3. Les défis et opportunités du leadership féminin
Les intervenants ont unanimement reconnu que le chemin vers un leadership féminin véritablement inclusif reste semé d’embûches. Cependant, ils ont aussi souligné que les femmes bénéficient aujourd’hui d’un contexte plus favorable avec l’émergence de nombreuses initiatives et réseaux en leur faveur.
Safietou Diop souligne l’évolution positive des femmes dans des positions de pouvoir au sein des organisations internationales, tout en mettant en évidence la nécessité de poursuivre les efforts pour que cette tendance se renforce également au niveau local et national. Elle évoque également l’impact croissant du réseau Siggil Djiguène, qui, en 1994, comptait seulement sept organisations de femmes et en regroupe aujourd’hui dix-huit, couvrant à la fois les secteurs rural et urbain. Selon elle, ces avancées sont le fruit d’une volonté commune de relier les femmes entre elles, de créer des ponts, et de renforcer leur engagement pour plus de visibilité et d’impact dans la société.
Le Pr Cheick Sadibou Sakho a conclu que la transformation sociale nécessite un leadership partagé, non seulement porté par les femmes, mais aussi en collaboration avec les hommes, afin de construire des sociétés plus justes et équilibrées. Il a également abordé les barrières culturelles, soulignant qu’il n’appréciait pas ce terme. Selon lui, il serait plus juste de parler de stéréotypes, qui sont des constructions sociales souvent utilisées pour justifier des inégalités, et qu’il convient de déconstruire pour favoriser un véritable changement.
La session a permis de dégager plusieurs pistes de réflexion pour renforcer le rôle des femmes dans le processus de transformation sociale. Il a été convenu que le leadership féminin doit être davantage soutenu par des politiques concrètes, des initiatives éducatives et des réseaux solides de solidarité et de collaboration.
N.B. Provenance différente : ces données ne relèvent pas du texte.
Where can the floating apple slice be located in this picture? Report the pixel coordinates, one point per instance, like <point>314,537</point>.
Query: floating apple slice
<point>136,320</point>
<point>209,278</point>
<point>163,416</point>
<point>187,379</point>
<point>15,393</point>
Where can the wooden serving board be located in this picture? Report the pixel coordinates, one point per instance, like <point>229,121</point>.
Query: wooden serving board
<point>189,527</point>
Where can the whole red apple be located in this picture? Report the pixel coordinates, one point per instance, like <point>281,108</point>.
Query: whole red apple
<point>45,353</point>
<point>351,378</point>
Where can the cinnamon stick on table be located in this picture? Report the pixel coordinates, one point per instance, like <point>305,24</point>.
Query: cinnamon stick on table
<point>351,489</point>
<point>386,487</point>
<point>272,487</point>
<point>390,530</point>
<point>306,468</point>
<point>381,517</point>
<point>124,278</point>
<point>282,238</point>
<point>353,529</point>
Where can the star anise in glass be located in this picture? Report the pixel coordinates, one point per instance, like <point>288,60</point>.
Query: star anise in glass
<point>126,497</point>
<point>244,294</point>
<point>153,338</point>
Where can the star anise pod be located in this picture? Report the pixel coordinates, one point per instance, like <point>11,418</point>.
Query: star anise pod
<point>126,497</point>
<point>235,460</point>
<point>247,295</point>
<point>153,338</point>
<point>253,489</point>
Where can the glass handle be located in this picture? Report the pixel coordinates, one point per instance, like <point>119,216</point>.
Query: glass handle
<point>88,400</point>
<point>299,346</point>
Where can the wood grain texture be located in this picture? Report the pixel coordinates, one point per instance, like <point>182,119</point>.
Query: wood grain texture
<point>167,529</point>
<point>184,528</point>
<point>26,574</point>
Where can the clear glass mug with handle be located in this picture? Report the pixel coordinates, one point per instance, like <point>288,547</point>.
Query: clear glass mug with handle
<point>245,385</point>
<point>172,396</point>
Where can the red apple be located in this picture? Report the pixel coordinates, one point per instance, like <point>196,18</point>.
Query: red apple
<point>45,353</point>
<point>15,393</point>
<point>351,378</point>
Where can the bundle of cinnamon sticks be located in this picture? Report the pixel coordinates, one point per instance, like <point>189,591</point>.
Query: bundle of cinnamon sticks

La modératrice Dorine Gueye a clôturé la session en insistant sur la nécessité de bâtir des ponts entre les différentes générations et de continuer à amplifier les voix féminines pour un progrès collectif vers l’égalité et l’émancipation.
Ce panel a été un moment fort dans la quête de l’émancipation des femmes en Afrique, mettant en lumière les défis, mais aussi les opportunités pour les femmes de devenir des leaders dans la transformation de leurs sociétés.